Nader Philipos (Appellant)

v.

Attorney General of Canada (Respondent)

Indexed as: Philipos v. Canada (Attorney General)

Federal Court of Appeal, Stratas J.A.—Ottawa, March 9, 2016.

Practice — Principles, criteria governing granting of leave to resurrect, continue discontinued proceeding — Minister of Transport cancelling appellant’s transportation security clearance — Federal Court finding decision reasonable — Appellant appealing decision but discontinuing appeal soon afterward — Subsequently bringing motion seeking to resurrect, continue discontinued appeal — Whether motion should be granted — Only fundamental event striking at root of decision to discontinue warranting resurrection, continuation of discontinued proceeding — Court having to be satisfied that discontinued proceeding sought to be resurrected having reasonable prospect of success — Prejudice resulting from resurrected proceeding also needing to be considered — Appellant failing to show fundamental event striking at root of decision to discontinue; that appeal having reasonable prospect of success — Appeal destined to fail — Motion dismissed.
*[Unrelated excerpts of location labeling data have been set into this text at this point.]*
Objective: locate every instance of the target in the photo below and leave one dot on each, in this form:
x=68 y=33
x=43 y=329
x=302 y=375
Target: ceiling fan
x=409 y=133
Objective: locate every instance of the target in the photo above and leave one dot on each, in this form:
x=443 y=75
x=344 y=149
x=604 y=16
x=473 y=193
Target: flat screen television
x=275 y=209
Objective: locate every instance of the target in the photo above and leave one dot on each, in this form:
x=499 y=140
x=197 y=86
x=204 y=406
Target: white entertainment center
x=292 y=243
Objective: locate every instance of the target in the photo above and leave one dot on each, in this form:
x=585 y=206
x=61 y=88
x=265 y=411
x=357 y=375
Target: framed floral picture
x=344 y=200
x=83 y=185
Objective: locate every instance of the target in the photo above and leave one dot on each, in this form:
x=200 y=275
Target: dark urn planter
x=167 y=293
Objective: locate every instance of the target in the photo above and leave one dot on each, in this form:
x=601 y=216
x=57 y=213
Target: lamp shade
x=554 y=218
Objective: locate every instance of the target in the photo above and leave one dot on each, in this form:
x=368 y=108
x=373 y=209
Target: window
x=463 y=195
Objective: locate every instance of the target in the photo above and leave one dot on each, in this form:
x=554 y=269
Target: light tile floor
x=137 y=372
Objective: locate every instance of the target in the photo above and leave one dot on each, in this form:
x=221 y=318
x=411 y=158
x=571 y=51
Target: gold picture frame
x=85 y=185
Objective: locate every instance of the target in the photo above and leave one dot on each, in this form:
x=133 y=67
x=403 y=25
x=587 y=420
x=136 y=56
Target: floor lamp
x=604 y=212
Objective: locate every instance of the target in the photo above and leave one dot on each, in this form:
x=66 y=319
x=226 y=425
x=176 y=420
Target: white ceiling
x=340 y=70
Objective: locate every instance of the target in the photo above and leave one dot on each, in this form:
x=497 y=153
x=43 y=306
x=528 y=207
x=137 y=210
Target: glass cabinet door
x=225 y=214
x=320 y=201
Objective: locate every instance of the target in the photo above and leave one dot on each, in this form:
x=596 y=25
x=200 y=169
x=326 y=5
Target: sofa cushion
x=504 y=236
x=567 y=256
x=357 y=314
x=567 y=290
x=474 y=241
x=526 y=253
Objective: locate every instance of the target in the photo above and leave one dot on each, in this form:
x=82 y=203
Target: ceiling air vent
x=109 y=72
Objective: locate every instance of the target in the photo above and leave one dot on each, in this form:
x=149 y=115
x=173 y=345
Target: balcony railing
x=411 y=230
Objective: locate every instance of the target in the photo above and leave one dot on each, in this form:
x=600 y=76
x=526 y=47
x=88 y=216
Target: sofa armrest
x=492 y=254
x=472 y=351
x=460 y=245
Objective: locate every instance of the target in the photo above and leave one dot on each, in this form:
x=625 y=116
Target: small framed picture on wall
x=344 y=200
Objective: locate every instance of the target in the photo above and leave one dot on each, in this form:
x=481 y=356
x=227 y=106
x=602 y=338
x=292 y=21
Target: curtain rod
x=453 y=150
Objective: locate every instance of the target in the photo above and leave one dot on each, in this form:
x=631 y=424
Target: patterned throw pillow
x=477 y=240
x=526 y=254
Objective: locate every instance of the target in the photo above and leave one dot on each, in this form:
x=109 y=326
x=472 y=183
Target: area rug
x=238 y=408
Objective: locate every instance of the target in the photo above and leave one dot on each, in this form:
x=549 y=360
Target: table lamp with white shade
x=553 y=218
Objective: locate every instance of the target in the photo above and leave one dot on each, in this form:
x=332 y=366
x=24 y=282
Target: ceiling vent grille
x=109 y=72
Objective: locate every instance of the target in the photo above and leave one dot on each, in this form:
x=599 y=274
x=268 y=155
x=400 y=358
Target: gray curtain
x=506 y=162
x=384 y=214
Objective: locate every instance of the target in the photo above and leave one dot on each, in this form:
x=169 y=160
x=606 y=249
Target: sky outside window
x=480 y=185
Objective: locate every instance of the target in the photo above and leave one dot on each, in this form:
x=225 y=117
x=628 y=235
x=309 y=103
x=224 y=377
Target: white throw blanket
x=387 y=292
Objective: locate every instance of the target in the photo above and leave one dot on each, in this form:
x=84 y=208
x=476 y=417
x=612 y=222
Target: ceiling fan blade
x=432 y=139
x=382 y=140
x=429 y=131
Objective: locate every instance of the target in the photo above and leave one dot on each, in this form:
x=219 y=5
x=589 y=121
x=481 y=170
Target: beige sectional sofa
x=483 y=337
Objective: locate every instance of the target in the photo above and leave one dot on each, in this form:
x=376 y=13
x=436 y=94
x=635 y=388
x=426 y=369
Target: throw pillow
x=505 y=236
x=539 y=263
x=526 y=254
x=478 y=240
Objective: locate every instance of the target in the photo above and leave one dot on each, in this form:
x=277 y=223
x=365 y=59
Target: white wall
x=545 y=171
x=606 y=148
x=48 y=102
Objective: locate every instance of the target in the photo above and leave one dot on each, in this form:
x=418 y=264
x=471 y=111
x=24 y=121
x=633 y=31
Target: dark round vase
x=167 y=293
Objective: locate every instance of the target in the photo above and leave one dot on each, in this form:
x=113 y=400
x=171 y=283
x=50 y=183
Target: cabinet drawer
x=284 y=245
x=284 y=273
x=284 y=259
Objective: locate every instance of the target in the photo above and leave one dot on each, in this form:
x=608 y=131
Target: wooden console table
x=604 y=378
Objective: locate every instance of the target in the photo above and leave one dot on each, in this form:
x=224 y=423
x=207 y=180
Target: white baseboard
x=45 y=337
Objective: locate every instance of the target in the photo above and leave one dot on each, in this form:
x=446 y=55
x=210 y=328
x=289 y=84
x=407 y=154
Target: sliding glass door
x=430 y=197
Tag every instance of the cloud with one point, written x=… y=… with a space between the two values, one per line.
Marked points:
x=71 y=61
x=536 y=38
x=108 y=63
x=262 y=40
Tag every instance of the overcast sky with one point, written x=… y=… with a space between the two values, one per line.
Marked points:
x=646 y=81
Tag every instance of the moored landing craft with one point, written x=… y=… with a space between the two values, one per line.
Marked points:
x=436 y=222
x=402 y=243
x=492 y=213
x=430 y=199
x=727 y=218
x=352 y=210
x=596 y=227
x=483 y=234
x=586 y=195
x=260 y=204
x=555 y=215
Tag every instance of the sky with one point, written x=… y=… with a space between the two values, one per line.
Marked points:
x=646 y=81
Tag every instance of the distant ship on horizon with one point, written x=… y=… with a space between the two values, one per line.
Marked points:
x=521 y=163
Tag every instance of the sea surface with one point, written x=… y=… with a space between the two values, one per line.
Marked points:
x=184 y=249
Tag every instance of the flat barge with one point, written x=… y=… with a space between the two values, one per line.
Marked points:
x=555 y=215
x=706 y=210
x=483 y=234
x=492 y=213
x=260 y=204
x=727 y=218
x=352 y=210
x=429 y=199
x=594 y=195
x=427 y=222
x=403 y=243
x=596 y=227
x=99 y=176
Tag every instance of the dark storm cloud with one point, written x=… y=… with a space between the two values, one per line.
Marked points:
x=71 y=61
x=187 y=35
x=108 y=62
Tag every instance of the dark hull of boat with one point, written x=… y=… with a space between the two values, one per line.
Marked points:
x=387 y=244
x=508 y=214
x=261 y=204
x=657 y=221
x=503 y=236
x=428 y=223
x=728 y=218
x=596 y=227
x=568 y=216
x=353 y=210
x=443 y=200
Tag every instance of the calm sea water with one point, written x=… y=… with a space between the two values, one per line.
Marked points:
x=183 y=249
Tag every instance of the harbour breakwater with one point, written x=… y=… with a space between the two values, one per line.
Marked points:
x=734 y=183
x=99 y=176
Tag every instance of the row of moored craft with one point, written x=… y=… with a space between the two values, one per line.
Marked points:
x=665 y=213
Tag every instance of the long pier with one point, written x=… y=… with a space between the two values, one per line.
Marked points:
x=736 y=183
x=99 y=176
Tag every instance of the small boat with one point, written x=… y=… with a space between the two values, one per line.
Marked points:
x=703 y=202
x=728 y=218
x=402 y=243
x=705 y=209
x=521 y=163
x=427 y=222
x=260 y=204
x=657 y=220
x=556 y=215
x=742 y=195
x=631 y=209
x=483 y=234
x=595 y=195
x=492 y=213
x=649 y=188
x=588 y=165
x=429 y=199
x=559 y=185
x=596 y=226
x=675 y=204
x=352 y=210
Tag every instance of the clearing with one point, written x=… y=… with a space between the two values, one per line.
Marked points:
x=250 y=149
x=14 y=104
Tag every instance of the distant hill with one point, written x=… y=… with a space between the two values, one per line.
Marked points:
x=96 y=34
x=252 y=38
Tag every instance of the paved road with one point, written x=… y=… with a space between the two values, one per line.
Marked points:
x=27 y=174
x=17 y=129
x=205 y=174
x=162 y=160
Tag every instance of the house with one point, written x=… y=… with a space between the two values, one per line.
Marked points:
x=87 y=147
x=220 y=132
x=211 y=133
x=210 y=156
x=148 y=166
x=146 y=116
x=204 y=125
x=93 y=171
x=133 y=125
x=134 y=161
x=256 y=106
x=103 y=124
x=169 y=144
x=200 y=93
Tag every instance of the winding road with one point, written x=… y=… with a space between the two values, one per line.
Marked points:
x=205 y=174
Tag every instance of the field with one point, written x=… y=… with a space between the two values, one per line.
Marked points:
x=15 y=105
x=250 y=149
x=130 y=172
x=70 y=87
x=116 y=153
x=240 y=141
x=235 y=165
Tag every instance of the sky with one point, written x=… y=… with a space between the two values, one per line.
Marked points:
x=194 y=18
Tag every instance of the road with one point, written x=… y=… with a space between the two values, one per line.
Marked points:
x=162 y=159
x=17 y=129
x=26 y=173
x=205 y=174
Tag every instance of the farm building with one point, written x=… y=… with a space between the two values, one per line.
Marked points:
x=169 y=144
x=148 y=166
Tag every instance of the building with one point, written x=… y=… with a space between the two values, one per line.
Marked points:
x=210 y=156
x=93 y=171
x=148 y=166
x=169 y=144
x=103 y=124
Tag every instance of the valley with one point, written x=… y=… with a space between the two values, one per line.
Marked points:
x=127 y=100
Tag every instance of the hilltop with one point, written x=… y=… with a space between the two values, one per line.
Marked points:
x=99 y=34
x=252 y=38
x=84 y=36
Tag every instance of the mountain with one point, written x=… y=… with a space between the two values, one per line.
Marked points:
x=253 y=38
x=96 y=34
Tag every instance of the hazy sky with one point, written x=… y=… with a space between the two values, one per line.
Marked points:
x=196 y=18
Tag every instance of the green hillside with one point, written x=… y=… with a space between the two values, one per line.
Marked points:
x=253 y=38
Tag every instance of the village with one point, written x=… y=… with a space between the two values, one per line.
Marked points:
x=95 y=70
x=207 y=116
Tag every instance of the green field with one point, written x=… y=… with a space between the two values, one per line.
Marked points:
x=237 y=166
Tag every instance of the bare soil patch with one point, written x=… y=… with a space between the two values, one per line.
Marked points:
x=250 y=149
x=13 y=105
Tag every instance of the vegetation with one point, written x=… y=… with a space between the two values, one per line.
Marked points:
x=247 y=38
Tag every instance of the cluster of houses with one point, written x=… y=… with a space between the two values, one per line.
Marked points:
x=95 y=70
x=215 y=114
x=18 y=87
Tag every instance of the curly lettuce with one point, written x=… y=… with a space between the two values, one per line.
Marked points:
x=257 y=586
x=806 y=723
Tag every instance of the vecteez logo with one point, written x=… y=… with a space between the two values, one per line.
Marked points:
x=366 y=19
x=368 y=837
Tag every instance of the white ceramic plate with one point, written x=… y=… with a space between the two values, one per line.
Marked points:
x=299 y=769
This was a motion by the appellant for an order allowing him to resurrect and continue a discontinued appeal.

Upon learning that the appellant had attempted to export long guns on a trip to Sudan, the Minister of Transport cancelled the appellant’s transportation security clearance to enter restricted areas at the Calgary International Airport. The Federal Court found the Minister’s decision to be reasonable. The appellant appealed that decision but discontinued his appeal soon afterward.

At issue was whether the motion should be granted. More specifically, what are the principles and criteria that ought to govern the granting of leave to resurrect and continue a discontinued proceeding.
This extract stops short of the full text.